Some recent “collections as data” initiatives (such as have started to explore approaches to best practice for “computationally amenable collections”, with the aim of “encouraging cultural heritage organizations to develop collections and systems that are more amenable to emerging computational methods and tools”. In this presentation, I will suggest some elements of best practice for curatorial institutions in this area.

My observations will be based on three projects which are addressing these issues. The first project is “Collecting the West”, in which Western Australian researchers are working with the British Museum to deploy and evaluate the ResearchSpace software, which is designed to integrate heterogeneous collection data into a cultural heritage knowledge graph. The second project is HuNI – the Humanities Networked Infrastructure – which has been building a “virtual laboratory” for the humanities by reshaping collections data into semantic information networks. The third project – “Reconstructing the Phillipps Collection”, funded by the European Union under its Marie Curie Fellowships scheme – involved combining collections data from a range of digital and physical sources to reconstruct the histories of manuscripts in the largest private collection ever assembled.

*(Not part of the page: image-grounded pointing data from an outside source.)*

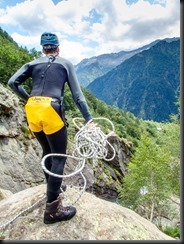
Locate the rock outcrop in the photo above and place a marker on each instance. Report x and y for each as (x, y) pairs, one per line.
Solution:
(96, 219)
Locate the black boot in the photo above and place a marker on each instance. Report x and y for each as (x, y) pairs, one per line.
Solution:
(55, 212)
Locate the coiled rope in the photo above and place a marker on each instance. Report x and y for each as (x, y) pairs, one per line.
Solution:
(90, 143)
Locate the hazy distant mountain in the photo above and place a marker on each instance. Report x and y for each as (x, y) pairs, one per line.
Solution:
(146, 84)
(89, 69)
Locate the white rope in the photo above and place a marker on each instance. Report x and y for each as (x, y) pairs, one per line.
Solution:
(90, 143)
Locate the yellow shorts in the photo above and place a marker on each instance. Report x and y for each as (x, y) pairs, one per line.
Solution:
(42, 116)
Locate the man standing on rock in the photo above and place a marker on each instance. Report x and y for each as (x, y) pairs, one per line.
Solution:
(45, 115)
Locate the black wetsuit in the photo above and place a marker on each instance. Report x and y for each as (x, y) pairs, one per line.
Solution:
(49, 75)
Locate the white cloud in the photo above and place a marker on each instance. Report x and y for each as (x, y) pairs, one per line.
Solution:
(122, 26)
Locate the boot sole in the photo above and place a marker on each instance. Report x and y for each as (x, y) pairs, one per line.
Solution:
(54, 221)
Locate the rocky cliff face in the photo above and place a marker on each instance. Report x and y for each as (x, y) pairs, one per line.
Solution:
(96, 219)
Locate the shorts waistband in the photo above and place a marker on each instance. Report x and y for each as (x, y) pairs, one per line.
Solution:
(43, 99)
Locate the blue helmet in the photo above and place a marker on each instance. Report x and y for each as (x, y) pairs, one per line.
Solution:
(48, 38)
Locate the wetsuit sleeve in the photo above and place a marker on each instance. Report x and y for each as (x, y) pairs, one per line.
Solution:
(15, 82)
(77, 93)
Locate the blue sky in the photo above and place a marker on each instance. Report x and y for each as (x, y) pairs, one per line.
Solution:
(88, 28)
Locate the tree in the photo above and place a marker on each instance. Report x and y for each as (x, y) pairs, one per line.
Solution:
(147, 182)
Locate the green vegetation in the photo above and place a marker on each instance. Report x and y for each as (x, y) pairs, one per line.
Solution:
(153, 173)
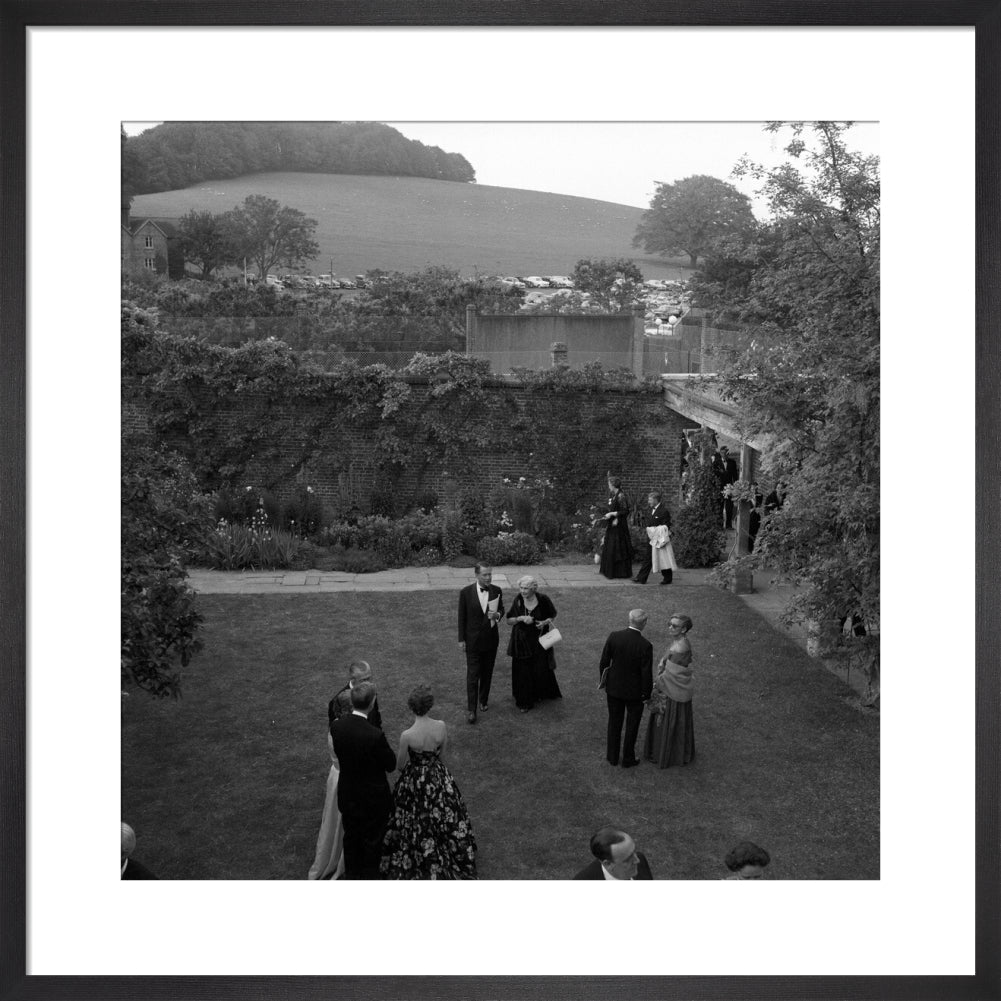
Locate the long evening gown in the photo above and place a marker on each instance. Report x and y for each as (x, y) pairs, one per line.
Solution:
(429, 834)
(617, 551)
(532, 668)
(328, 861)
(670, 732)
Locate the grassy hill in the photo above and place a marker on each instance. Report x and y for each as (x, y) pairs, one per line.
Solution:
(405, 223)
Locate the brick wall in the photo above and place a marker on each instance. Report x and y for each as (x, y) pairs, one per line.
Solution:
(345, 469)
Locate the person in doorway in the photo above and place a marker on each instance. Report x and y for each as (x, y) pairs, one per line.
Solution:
(660, 554)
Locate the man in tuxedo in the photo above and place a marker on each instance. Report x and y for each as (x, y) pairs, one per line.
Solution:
(480, 607)
(131, 868)
(616, 858)
(628, 659)
(340, 704)
(730, 475)
(363, 796)
(659, 515)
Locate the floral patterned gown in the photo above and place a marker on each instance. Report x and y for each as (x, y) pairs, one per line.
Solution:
(429, 835)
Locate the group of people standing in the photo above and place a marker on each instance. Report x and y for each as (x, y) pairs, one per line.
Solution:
(420, 829)
(618, 552)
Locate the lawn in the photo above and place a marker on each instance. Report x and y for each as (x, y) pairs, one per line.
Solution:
(227, 783)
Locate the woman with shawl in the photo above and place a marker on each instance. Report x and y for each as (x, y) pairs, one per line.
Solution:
(670, 736)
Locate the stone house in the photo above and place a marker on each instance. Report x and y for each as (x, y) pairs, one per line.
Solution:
(150, 244)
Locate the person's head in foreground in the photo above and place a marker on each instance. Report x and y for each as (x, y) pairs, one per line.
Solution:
(747, 861)
(420, 700)
(616, 850)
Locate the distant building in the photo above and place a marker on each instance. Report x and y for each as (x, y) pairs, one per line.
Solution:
(150, 244)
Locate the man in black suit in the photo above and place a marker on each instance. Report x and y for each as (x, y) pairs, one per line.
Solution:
(363, 796)
(132, 868)
(480, 606)
(730, 475)
(659, 515)
(616, 857)
(628, 658)
(340, 704)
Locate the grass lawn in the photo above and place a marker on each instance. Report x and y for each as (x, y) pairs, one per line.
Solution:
(227, 783)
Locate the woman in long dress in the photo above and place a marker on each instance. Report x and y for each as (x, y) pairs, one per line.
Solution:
(533, 668)
(617, 550)
(670, 734)
(429, 835)
(328, 861)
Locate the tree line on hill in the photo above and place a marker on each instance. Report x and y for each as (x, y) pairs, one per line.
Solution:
(178, 154)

Curatorial institutions should recognize that there is a growing group of researchers who do not simply want to search or browse a collections database. There is an increasing demand for access to collections data for downloading and re-use, in suitable formats and on non-restrictive licensing terms. In return, researchers will be able to offer enhanced and improved ways of analyzing and visualizing data, as well as correcting and amplifying collection database records on the basis of research results. There are significant potential benefits for both sides of this partnership.